UltraHDR
HDR
A few years ago, screens with high dynamic range (HDR) started becoming widespread. Most often, these are the screens found in modern phones with (AM)OLED panels, as well as in laptops. Behind them come the less common OLED monitors and televisions.
I personally only have a couple of devices that properly display HDR: an ASUS VivoBook Pro 14x OLED laptop and an Apple MacBook Pro 16 with M3 Max. Both handle highlight brightness very well.
Not all screens that claim HDR support actually show it effectively. For example, my main monitor - the LG 4K 27UL500-W IPS - is perfectly fine for photo editing in standard dynamic range (SDR) mode. But when displaying HDR content, the extra brightness in highlight areas is extremely weak, almost unnoticeable. Apple’s engineers have created truly excellent displays for their modern devices - superb color accuracy paired with excellent dynamic range.
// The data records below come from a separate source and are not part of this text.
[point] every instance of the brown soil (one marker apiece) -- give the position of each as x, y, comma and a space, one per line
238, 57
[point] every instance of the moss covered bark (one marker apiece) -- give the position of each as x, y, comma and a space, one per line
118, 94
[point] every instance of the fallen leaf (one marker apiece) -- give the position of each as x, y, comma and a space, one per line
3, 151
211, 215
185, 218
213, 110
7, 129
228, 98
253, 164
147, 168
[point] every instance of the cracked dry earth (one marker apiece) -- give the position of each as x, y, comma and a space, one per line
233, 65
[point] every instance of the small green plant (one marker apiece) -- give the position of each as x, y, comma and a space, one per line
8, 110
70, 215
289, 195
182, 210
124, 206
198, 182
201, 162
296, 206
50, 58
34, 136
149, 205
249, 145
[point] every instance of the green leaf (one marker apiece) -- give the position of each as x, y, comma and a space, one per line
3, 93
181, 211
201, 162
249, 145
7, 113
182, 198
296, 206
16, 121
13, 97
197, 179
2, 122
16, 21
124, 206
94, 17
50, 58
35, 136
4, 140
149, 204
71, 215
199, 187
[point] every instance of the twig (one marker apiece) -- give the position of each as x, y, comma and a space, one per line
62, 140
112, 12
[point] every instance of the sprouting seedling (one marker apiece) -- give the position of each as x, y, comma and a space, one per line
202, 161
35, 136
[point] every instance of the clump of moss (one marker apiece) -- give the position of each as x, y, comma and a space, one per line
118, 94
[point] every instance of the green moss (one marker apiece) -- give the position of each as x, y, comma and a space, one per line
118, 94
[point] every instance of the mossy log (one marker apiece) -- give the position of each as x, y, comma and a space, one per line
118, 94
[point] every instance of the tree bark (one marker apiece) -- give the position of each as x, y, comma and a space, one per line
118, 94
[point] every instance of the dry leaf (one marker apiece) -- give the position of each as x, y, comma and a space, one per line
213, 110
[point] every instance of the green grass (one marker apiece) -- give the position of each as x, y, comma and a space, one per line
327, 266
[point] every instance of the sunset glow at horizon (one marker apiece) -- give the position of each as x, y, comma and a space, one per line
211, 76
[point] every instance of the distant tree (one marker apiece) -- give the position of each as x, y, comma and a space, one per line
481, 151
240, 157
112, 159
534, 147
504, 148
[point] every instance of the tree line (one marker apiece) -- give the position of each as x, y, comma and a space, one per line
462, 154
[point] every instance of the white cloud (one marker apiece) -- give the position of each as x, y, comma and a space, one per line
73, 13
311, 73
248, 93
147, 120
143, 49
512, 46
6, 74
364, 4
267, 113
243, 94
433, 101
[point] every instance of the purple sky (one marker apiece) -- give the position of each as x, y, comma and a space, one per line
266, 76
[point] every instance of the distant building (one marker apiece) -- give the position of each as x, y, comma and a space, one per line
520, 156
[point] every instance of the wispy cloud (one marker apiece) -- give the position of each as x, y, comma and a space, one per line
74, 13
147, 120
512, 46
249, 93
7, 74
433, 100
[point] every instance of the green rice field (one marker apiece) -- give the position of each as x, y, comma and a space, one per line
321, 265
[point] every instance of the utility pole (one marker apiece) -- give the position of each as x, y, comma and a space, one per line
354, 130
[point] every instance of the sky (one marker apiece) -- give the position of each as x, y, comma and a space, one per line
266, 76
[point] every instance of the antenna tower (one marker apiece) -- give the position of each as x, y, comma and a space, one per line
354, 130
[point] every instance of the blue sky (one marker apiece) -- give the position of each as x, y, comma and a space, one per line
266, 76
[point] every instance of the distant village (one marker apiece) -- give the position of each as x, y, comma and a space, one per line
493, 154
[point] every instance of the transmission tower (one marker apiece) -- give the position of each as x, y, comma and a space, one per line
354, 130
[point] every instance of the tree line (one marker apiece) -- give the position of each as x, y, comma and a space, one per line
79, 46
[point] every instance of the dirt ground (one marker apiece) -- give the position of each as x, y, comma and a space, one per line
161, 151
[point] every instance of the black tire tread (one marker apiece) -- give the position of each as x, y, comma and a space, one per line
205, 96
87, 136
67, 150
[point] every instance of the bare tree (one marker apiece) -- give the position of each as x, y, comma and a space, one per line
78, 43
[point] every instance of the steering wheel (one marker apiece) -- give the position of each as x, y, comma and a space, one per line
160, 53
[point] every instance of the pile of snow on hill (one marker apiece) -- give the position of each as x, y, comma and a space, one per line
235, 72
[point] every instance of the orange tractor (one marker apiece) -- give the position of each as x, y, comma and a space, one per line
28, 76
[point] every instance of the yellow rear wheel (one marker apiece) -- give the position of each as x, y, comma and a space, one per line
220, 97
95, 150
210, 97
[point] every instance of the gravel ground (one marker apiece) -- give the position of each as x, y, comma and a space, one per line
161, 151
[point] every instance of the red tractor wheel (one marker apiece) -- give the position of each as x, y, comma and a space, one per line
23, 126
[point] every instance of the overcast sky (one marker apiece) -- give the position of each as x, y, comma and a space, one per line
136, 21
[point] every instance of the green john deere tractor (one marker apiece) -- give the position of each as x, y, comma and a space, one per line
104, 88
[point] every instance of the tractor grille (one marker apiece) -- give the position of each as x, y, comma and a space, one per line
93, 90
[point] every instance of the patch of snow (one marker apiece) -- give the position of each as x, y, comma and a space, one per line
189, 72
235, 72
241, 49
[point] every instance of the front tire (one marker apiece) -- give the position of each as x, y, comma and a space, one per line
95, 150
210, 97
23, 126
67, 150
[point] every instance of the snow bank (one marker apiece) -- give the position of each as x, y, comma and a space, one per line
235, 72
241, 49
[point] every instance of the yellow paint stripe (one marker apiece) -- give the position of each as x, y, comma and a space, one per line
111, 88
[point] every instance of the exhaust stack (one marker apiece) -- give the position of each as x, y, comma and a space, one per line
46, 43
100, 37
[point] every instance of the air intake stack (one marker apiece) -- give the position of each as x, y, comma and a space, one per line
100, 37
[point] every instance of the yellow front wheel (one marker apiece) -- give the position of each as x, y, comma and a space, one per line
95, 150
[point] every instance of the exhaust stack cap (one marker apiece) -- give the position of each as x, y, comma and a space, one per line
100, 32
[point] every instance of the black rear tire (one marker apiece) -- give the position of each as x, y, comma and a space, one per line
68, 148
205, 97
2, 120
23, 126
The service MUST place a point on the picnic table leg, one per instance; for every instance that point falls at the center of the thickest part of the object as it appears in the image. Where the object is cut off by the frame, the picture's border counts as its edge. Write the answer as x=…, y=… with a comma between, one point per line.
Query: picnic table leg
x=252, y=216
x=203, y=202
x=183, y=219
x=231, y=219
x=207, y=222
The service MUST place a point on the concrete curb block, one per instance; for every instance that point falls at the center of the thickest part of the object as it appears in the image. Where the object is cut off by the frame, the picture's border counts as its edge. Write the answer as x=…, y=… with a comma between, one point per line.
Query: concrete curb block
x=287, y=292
Besides the hardware characteristics, HDR also has significant software limitations. There is hope that over time, as the technology becomes more widespread, HDR content will be available everywhere.
As of early 2026, among web browsers, only Google Chrome has decent support for HDR images. Fortunately, it also dominates the market by a large margin, covering 71-75% of users.
UltraHDR
For a long time, one of the main obstacles to HDR images was the lack of a popular format optimized for SDR compatibility.
Formats such as AVIF, JPEG XL, and some others with HDR support never managed to seriously challenge JPEG’s leading position.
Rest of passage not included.